Maggie Mosteller McLendon lived a full life. She grew up listening to her father's and grandfather's stories of the hardships suffered by Southerners during the Civil War and died after witnessing the struggles and victories of the civil rights movement. From her little corner of the world, Maggie observed a great deal of change while clinging to her values and traditions. Author Hewitt was very close with Grandmother Maggie. She spent a good deal of her youth with her grandparents in Thermal, Alabama, a small mining town not far from Birmingham. Hewitt's memories of baking gingerbread and thumbing through old photo albums portray an enchanting childhood despite the threat of poverty looming in the background. Yet as Linda grows older, she realizes that Maggie is a complicated woman, and she struggles to reconcile her beloved grandmother with a woman who later vehemently blames women and blacks for the troubles of modern society. Hewitt paints a vivid portrait of a strong, intelligent and multifaceted person who is alternately admirable and upsetting. Hewitt's memoir is an honest study, balancing idyllic childhood memories with a more realistic and clinical look at the past. It's captivating to get to know Maggie through the eyes of a child, and later, from the viewpoint of an adult. The collapse of a small industrial Southern town runs parallel to Maggie's story, the effects of time taking its toll on both the woman and the place.

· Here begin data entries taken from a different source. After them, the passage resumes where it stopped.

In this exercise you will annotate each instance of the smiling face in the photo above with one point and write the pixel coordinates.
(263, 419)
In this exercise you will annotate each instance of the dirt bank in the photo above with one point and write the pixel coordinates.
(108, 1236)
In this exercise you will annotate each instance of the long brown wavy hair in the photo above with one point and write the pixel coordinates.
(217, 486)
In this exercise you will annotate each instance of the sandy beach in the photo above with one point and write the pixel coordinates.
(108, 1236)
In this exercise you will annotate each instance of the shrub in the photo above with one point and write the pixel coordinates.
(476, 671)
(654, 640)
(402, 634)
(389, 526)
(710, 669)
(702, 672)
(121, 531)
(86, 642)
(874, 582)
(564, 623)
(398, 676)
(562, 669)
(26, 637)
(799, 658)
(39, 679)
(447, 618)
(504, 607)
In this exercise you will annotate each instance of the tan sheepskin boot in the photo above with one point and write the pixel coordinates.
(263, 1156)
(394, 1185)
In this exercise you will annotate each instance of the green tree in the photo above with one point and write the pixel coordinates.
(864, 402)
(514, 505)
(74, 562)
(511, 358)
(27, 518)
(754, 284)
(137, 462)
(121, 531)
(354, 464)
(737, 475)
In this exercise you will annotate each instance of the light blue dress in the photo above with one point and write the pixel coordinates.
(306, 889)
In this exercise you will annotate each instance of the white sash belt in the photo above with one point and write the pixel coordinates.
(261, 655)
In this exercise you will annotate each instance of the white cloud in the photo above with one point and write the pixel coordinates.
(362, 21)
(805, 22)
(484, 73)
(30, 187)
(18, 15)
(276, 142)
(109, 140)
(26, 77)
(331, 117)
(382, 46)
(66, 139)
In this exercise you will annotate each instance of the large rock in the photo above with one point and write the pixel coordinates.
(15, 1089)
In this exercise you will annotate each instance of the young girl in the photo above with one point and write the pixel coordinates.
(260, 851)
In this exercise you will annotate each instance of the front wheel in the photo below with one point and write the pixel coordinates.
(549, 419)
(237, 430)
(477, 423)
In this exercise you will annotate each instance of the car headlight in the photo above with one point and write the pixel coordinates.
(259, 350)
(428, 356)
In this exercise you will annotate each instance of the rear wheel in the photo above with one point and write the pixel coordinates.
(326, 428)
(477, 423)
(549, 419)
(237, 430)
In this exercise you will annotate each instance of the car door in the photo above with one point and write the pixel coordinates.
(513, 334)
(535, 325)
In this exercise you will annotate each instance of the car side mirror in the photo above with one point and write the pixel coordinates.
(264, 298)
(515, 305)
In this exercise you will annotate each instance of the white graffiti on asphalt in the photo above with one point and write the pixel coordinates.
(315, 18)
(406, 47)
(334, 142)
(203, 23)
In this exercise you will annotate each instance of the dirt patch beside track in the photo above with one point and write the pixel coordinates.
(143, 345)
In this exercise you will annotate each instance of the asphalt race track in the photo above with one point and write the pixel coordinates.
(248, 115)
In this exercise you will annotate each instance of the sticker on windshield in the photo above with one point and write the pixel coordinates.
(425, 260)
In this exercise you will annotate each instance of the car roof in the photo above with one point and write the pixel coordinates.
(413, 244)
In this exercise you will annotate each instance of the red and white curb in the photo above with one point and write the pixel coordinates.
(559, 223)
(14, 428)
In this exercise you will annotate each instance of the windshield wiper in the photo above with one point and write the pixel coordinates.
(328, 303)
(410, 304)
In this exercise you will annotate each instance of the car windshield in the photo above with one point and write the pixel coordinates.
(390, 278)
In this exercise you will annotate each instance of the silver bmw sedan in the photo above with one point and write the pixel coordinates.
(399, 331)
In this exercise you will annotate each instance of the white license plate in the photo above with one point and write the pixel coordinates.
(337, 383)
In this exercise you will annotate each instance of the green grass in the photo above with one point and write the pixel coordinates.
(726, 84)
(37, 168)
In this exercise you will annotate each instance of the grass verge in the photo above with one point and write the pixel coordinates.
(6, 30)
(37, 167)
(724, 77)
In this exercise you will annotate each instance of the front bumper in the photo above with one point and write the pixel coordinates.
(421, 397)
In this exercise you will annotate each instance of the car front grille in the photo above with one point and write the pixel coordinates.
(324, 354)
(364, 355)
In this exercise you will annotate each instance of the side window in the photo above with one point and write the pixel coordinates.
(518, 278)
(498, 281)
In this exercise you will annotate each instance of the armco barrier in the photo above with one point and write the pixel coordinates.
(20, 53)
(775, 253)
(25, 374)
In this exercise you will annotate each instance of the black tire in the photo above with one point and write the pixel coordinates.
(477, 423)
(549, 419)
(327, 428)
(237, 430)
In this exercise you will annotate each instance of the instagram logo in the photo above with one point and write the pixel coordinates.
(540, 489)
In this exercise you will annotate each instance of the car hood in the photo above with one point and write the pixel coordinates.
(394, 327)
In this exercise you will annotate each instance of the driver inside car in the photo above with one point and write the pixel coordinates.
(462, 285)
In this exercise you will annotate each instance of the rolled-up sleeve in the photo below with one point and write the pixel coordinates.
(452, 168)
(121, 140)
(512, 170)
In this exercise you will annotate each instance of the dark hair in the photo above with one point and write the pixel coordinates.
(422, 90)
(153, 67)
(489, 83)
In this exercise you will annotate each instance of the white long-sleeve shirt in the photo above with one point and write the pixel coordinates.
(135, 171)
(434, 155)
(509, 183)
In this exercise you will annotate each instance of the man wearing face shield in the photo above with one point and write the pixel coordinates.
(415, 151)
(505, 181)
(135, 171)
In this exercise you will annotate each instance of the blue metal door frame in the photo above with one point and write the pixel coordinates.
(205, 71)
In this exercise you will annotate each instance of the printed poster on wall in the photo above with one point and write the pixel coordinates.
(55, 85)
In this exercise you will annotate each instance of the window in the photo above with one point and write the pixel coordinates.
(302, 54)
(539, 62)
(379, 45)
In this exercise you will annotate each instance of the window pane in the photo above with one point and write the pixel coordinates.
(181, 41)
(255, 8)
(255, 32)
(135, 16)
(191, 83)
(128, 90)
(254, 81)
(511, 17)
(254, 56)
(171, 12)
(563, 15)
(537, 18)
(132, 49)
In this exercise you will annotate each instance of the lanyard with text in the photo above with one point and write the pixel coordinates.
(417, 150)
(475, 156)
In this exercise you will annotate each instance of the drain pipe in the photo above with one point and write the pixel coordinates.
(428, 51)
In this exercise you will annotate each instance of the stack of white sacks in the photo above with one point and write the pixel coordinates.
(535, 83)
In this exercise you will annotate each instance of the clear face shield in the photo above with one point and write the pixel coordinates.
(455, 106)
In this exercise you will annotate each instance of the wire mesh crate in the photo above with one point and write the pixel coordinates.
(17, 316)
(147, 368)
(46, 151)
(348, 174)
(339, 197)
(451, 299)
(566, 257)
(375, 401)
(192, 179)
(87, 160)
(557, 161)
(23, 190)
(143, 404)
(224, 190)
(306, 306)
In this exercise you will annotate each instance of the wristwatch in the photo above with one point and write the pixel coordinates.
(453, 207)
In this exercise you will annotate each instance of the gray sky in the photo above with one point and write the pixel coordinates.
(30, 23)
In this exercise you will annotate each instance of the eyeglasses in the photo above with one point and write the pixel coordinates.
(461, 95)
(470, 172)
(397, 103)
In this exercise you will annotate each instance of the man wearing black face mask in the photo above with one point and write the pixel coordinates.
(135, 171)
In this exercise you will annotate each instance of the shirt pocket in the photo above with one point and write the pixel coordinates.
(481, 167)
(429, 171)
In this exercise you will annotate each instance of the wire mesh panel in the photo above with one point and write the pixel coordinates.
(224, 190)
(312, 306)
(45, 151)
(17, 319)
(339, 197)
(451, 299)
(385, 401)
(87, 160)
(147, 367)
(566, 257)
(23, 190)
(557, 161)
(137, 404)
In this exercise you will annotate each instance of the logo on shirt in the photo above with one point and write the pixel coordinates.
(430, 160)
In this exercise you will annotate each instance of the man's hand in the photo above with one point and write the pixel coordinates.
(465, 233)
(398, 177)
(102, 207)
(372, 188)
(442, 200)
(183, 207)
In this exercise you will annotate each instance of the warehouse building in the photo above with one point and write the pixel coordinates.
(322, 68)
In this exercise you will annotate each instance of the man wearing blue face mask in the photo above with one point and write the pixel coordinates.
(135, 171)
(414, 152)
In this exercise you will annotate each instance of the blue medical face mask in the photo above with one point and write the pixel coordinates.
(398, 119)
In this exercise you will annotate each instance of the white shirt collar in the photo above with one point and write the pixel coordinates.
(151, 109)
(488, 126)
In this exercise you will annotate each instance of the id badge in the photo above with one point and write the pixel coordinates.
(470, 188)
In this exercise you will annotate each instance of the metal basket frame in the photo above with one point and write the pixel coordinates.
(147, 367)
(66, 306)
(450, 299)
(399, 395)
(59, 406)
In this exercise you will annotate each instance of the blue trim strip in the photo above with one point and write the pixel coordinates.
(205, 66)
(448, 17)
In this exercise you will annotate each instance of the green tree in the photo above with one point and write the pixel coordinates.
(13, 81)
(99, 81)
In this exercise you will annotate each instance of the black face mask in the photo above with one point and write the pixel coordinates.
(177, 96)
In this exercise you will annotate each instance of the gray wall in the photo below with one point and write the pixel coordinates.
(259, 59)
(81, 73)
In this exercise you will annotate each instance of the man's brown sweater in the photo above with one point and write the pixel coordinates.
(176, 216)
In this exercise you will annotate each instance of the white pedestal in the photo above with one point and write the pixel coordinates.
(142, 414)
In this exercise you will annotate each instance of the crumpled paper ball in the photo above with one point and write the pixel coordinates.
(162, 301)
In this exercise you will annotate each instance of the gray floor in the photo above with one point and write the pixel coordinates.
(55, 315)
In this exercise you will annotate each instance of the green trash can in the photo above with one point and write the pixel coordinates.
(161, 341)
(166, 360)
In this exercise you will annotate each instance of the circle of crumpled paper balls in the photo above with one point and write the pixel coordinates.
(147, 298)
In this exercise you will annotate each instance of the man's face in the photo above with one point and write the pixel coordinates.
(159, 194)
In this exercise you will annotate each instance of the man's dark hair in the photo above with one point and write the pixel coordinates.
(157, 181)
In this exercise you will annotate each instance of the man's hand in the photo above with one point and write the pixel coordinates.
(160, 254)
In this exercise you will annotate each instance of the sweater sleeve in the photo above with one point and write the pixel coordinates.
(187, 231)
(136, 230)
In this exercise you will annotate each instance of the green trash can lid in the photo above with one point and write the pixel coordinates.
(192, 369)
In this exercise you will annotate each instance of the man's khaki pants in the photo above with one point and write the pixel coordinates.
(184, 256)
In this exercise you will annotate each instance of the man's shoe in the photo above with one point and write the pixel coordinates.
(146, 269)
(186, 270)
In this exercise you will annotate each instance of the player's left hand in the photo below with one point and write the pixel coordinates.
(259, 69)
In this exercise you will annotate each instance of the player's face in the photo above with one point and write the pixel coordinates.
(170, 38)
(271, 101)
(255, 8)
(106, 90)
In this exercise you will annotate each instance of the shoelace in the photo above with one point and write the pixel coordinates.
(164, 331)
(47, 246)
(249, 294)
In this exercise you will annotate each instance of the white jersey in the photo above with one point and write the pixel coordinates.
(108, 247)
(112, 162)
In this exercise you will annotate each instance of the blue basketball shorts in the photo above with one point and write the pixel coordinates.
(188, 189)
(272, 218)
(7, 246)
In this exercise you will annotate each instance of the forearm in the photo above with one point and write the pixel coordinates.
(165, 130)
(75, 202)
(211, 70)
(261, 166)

Though personal reflection can hobble momentum, particularly in the final chapter, Maggie and her family stories will still entertain those outside the family. At its best, Maggie's recollections of neighbors and friends feel like trading gossip over the backyard fence. The vintage photographs and clever drawings by Robert Hewitt are a satisfying addition to the text.
Hewitt's memoir leaves us with the memory of a woman who is beautiful, strong, sad and difficult; i.e., human.